Victoria Embankment Gardens are well kept & are home to a large number of memorial statues. The gardens are also home to the York Water Gate which would have sat on the bank of the river before the construction of the embankment.

The Garden at 120 (120 Fenchurch Street)

One Fen Court est un complexe de bureaux moderne situé au 120 Fenchurch Street. Conçu par Eric Parry Architects et achevé en 2019, le bâtiment s'élève sur 15 étages et comprend le plus grand jardin sur le toit de Londres.

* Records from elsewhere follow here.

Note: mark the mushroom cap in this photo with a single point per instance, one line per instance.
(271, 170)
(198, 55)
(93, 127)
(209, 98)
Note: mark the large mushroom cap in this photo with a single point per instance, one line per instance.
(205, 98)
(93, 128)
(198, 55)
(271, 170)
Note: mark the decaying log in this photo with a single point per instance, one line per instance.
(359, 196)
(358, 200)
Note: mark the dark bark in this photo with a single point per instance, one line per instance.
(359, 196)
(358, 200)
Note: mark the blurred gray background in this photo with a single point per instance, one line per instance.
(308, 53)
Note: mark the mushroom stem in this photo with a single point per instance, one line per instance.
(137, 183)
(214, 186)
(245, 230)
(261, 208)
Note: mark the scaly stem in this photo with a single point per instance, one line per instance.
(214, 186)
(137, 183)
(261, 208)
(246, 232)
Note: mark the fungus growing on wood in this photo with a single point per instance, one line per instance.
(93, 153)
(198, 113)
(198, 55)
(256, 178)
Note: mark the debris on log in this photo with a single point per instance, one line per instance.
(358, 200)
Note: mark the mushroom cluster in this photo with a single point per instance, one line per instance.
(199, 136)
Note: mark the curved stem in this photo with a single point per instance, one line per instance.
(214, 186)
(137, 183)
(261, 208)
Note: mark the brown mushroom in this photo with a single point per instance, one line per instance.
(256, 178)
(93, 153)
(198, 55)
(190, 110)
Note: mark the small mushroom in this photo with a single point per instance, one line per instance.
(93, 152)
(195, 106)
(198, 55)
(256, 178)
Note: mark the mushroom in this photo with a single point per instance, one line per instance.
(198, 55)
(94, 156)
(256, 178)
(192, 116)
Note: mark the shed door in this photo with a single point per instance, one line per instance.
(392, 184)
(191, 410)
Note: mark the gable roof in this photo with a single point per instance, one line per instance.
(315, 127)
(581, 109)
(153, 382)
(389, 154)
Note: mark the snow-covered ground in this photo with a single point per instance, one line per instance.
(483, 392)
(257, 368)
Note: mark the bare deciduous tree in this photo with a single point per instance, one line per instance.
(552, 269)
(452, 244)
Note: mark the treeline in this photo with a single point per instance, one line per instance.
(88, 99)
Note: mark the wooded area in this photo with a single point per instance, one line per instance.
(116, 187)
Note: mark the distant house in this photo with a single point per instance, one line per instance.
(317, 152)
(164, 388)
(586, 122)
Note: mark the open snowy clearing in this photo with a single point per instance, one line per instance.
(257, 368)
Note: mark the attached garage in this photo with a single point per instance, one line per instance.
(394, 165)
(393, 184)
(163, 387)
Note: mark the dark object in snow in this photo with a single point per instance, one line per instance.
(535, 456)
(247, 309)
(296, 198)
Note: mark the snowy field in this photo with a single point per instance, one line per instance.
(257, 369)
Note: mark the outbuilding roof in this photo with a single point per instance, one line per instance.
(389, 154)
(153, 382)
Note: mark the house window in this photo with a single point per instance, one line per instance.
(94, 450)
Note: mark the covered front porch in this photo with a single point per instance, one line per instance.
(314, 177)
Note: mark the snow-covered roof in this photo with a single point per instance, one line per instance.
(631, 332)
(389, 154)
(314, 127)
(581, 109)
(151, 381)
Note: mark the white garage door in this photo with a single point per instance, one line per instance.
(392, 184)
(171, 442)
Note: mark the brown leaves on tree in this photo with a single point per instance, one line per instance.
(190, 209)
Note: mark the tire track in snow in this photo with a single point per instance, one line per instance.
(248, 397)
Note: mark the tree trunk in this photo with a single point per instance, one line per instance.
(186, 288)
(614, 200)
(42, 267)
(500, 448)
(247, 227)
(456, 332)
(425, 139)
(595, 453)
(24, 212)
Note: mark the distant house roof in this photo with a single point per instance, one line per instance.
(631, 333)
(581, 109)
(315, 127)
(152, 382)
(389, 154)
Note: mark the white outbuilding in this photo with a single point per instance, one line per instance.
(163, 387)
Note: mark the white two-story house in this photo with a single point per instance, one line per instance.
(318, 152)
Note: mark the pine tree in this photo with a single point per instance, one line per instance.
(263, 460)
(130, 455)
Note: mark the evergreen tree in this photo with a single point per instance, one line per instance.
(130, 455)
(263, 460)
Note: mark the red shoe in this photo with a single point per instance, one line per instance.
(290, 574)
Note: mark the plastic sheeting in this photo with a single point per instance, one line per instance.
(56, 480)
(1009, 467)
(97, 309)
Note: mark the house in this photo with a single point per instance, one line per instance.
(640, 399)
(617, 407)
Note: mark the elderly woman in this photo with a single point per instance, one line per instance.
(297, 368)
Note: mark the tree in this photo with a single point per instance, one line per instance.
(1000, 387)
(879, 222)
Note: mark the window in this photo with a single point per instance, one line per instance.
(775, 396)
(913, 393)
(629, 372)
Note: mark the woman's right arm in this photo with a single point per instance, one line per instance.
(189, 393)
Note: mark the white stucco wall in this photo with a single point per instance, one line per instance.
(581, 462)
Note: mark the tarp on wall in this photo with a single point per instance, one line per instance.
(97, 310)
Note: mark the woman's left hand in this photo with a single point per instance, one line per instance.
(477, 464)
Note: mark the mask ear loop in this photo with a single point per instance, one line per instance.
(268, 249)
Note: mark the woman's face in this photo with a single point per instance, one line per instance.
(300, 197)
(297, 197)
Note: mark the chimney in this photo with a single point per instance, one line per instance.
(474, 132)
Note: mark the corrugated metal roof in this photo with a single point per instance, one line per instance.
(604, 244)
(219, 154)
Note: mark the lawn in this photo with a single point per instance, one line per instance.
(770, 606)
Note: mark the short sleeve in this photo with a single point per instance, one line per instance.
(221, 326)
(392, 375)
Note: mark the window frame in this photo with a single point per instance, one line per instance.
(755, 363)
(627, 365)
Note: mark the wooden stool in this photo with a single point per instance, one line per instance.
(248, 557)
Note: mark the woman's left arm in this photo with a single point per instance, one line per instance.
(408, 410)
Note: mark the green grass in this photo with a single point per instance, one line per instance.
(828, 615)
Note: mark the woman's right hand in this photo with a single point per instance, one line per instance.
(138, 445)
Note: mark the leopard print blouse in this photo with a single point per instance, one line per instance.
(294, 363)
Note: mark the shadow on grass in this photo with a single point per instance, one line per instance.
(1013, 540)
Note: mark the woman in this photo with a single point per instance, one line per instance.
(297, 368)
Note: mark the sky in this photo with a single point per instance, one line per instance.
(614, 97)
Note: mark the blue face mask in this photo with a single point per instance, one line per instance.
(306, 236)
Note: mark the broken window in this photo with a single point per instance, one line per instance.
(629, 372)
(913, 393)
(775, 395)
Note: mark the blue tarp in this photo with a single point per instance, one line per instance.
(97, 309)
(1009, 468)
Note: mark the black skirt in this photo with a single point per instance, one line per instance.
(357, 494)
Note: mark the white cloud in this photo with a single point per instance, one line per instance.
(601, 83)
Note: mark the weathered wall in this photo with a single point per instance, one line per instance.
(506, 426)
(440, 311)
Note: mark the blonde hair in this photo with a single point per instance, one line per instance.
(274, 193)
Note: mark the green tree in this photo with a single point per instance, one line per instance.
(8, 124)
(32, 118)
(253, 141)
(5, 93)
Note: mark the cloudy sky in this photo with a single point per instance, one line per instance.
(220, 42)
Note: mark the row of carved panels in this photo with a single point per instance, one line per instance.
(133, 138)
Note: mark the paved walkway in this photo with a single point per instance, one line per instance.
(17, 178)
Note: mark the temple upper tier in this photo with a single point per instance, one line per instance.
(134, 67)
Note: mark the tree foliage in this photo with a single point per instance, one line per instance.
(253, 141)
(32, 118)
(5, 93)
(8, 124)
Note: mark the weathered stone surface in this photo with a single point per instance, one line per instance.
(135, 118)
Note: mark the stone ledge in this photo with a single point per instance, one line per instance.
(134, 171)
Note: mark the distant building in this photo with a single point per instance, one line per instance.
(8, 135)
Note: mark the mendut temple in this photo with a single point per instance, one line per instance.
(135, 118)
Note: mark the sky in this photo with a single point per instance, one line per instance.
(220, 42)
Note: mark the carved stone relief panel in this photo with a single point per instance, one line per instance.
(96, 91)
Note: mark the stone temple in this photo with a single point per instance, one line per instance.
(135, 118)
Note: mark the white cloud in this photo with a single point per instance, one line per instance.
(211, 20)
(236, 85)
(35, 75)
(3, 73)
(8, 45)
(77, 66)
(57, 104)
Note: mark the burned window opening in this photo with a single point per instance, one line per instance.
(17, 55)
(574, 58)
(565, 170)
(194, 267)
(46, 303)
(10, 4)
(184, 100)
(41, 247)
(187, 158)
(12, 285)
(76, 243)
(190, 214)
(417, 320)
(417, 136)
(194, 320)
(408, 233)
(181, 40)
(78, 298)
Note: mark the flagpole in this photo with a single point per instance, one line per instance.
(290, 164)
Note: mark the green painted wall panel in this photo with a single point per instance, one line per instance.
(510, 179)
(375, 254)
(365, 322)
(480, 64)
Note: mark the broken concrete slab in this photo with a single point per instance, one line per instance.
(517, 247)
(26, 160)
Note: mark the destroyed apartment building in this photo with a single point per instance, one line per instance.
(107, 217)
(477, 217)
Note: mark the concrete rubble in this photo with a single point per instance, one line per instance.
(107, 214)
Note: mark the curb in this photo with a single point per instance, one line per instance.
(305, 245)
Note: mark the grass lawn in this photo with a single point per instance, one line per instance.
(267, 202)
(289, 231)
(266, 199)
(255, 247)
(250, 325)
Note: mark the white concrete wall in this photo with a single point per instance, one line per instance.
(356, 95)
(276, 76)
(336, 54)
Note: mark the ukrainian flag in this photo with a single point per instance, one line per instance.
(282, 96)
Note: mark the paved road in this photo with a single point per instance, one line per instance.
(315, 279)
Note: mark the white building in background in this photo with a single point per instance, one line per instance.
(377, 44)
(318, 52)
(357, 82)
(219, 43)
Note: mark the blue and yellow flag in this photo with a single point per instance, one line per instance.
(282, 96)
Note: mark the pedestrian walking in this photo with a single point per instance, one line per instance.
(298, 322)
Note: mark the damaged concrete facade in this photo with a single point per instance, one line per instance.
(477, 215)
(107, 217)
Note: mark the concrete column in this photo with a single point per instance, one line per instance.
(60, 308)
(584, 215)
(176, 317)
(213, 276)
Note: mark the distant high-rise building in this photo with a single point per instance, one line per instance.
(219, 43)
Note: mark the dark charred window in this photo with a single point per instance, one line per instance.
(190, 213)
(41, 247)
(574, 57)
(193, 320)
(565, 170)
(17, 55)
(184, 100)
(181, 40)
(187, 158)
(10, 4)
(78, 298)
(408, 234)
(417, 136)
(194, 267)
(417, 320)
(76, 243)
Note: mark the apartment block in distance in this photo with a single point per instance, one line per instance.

The Garden at 120 est un grand jardin sur le toit en plein air qui est ouvert au public gratuitement du lundi au vendredi. 14 Hills, un restaurant, un bar et une épicerie sont situés juste en dessous du jardin au 14ème étage.

The Tide

Crossrail Place Roof Garden

The Crossrail Place Roof Garden is a hidden oasis perched atop the Crossrail train station in Canary Wharf. The garden sits almost on top of the historic prime meridian separating East from West. The plants in the garden are arranged to WORDWORDWORDWORD  the meridian line, Asian plants including bamboo are located in the East of the garden & plants from the Americas including ferns are located to the West of the garden. Numerous paths wind through the garden & visitors can spend plenty of time exploring, a perfect escape from the busy financial & shopping district located outside. 

Crossrail Place is partially covered providing shelter in inclement weather & is also home to an 80 seater performance space.